Kolombiya oligarşisi ve ABD emperyalizminin birlikte düzenlediği kirli bir operasyon ime Ekvador topraklarında katledilen Comandante Raul Reyes yoldaş, aynı zamanda FARC’ın bütün dış ilişkilerini ve basına yönelik açıklamalarını organize ediyordu. Aşağıdaki röportaj, onunla yapılan en son görüşme anlamını taşıyor. O yüzden konu tutsakların değiş tokuşu gibi özel ve ayrıntılara ilişkin bir konu olsa da bu söyleşiyi okurlarımıza sunmayı gerekli bulduk. Kaynak: http://www.otravoz.org

FARC liderliğinden Raul Reyes’a e-mail ile ulaşmak hiç de kolay değildi, kayıtlı bir röportaj ise daha zordu.

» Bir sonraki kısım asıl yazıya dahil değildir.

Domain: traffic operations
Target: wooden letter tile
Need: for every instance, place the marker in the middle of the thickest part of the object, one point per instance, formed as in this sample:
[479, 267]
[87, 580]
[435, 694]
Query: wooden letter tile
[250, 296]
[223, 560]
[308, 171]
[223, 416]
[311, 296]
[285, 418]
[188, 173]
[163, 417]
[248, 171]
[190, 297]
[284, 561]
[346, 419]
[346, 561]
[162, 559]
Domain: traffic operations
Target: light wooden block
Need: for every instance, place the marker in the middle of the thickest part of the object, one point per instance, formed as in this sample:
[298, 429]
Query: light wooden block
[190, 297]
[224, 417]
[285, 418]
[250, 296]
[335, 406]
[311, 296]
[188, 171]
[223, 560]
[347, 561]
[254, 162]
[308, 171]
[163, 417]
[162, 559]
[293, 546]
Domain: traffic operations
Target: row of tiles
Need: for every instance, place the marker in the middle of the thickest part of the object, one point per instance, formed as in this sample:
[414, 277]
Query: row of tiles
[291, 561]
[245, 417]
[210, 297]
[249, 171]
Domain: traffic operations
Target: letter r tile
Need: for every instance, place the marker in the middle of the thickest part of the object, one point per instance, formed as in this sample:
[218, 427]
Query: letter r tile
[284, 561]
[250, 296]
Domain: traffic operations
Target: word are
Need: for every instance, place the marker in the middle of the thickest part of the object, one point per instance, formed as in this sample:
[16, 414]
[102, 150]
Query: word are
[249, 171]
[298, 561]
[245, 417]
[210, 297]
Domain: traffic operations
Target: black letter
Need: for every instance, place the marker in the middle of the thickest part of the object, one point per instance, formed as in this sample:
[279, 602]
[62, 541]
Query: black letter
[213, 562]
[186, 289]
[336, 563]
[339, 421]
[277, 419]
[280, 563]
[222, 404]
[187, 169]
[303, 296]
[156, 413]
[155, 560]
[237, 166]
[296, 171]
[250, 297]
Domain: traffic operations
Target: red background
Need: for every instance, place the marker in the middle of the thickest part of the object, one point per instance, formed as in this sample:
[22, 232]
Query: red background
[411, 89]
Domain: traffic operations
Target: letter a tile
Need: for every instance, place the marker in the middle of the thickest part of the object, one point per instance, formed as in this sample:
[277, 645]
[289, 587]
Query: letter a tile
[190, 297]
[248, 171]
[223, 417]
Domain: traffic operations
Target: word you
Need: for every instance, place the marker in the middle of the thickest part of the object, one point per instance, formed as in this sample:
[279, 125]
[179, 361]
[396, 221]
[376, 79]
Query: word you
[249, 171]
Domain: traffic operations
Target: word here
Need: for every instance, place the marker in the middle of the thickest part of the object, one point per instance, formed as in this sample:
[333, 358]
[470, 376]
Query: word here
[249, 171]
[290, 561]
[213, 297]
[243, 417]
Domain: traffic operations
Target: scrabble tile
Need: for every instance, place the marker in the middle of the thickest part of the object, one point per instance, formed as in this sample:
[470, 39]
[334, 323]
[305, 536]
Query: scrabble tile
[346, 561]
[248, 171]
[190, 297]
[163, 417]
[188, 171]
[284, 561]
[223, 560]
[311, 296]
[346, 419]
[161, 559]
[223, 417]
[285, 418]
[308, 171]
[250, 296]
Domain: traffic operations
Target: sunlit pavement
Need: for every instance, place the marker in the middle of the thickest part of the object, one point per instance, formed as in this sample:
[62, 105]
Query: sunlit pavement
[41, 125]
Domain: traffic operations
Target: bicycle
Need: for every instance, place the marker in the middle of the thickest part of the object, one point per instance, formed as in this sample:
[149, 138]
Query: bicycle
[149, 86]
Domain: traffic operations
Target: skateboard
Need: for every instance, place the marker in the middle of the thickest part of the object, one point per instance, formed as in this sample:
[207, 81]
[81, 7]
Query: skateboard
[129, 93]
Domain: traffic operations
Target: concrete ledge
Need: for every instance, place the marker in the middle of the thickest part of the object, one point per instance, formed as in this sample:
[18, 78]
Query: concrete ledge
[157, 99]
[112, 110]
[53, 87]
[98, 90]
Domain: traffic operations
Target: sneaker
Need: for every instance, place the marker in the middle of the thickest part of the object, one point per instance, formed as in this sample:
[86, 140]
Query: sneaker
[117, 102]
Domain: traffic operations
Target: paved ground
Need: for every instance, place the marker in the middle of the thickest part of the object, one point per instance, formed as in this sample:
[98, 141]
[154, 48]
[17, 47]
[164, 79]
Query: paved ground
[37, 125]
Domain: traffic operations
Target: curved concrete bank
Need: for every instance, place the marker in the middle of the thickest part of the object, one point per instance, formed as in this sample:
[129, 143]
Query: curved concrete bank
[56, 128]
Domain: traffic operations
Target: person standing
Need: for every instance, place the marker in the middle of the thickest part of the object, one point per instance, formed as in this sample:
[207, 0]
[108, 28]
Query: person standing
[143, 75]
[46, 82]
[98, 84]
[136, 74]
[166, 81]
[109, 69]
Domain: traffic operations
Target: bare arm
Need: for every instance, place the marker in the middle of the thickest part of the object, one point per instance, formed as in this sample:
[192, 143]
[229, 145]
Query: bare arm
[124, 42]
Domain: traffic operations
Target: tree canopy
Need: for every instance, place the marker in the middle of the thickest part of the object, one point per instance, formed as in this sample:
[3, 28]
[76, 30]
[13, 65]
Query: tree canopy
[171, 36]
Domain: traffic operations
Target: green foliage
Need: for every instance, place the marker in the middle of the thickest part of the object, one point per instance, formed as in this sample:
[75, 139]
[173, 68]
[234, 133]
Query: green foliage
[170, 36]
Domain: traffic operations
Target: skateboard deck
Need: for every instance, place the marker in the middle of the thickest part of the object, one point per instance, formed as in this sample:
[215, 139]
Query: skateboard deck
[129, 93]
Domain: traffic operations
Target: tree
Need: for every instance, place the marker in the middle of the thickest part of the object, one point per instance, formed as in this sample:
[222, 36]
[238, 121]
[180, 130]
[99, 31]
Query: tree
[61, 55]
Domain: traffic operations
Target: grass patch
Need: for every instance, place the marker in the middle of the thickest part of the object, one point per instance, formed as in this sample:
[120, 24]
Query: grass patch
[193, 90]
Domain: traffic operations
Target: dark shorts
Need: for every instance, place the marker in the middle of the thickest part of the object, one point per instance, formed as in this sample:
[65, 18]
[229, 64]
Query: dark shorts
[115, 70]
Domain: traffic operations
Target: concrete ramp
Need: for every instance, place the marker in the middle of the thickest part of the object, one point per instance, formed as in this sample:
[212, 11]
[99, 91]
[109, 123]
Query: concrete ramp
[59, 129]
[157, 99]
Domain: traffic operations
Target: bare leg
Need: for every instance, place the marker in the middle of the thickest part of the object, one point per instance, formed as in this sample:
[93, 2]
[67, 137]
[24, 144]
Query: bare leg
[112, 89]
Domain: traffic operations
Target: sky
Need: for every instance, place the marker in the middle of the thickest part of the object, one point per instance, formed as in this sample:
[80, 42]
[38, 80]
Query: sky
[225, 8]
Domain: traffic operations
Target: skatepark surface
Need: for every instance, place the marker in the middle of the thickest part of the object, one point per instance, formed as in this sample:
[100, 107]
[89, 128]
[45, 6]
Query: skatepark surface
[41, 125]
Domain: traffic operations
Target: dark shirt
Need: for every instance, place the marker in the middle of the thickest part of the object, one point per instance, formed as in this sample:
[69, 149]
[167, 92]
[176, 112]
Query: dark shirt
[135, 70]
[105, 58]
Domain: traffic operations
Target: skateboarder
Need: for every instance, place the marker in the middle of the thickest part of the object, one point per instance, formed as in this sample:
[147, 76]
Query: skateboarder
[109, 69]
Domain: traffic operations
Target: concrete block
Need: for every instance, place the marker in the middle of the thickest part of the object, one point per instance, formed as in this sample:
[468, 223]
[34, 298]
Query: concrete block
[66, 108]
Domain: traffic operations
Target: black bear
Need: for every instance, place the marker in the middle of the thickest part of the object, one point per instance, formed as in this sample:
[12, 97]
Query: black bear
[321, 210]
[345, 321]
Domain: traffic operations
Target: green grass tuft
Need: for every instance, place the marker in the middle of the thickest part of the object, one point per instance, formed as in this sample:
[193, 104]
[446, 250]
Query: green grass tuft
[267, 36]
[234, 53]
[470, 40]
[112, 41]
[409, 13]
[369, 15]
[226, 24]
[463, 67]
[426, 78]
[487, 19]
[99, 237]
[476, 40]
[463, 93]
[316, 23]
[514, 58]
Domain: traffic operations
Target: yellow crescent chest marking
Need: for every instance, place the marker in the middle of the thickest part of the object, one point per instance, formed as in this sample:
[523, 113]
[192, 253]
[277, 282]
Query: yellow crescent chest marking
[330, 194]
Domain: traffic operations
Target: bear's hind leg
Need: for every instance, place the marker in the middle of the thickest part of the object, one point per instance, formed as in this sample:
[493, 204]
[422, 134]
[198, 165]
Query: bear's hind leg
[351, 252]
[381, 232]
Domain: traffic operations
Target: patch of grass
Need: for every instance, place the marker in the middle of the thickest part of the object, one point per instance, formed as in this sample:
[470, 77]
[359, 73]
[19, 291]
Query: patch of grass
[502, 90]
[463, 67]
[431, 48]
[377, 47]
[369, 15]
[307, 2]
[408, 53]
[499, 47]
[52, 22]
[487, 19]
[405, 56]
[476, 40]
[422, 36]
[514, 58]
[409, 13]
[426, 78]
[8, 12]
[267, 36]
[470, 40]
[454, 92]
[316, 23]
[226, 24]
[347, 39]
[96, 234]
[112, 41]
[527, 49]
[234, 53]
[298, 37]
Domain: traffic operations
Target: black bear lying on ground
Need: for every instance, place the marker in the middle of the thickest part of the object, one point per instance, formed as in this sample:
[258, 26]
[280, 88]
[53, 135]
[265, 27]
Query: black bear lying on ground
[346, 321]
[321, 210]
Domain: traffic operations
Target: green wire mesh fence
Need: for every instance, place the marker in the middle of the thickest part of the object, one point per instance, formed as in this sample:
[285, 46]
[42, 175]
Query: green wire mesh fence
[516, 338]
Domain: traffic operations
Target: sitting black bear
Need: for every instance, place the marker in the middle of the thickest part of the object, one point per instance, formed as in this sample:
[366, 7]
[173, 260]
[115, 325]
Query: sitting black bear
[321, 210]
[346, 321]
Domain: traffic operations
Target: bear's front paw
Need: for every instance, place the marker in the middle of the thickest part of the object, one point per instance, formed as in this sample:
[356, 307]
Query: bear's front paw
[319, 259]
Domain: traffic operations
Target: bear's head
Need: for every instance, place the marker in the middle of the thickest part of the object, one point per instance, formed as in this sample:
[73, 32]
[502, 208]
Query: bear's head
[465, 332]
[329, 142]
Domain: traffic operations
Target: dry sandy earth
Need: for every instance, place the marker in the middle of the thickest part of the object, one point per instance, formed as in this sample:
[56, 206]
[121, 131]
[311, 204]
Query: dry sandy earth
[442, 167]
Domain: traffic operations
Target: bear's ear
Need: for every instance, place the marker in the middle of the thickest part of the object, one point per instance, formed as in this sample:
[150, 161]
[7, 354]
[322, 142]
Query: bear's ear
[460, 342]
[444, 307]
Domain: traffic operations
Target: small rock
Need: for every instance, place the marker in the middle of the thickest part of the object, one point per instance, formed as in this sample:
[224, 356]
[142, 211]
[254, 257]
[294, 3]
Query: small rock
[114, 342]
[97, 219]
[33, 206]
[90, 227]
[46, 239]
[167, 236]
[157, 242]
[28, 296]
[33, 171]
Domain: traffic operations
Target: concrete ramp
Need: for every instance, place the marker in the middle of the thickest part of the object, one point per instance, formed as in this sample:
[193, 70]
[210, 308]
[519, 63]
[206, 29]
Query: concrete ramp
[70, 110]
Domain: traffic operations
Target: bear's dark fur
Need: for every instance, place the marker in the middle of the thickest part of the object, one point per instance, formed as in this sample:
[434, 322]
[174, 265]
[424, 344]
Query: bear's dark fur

Bu nedenle, gerillanın elindeki tutsakların sağlıkları, hayatta olduklarının kanıtı olan resim ve mektupların etkileri(1) ve silahlı mücadele ve Kolombiya’daki politik durum ile ilgili diğer bazı uzun vadeli konular cevapsız kaldı. İnsani değiş-tokuş konusu bütün ülkeyi ve dünyanın her yerinden insanları uzun suredir meşgul etmekte. Geçen 31 Aralık günü Villavicencio’da, Consuelo Gonzales, Clara Rojas ve Clara’nın oğlu Emanuel’in (2) ortaya çıkmasını bekleyen yabancı gazeteciler görülüyordu, ama bu olay 10 gün sonra gerçekleşebildi. Değiş-tokuş bir çoklarının umduğu kadar kolay değil. Raul Reyes de bunu kabul ediyor ve şu anda ne kamuya açık ne de gizli bir görüşmenin olmadığını söylüyor. Bu konuda insani anlaşmaları destekleyenlerin baskıyı artırmasının güçlü sebepleri var, çünkü bu tür bir çözümün düşmanları 4 Şubat’ta gerçekleşecek olan protesto yürüyüşlerinin(3) askeri kurtarma operasyonlarının ve terörün yolunu açmasını bekliyorlar.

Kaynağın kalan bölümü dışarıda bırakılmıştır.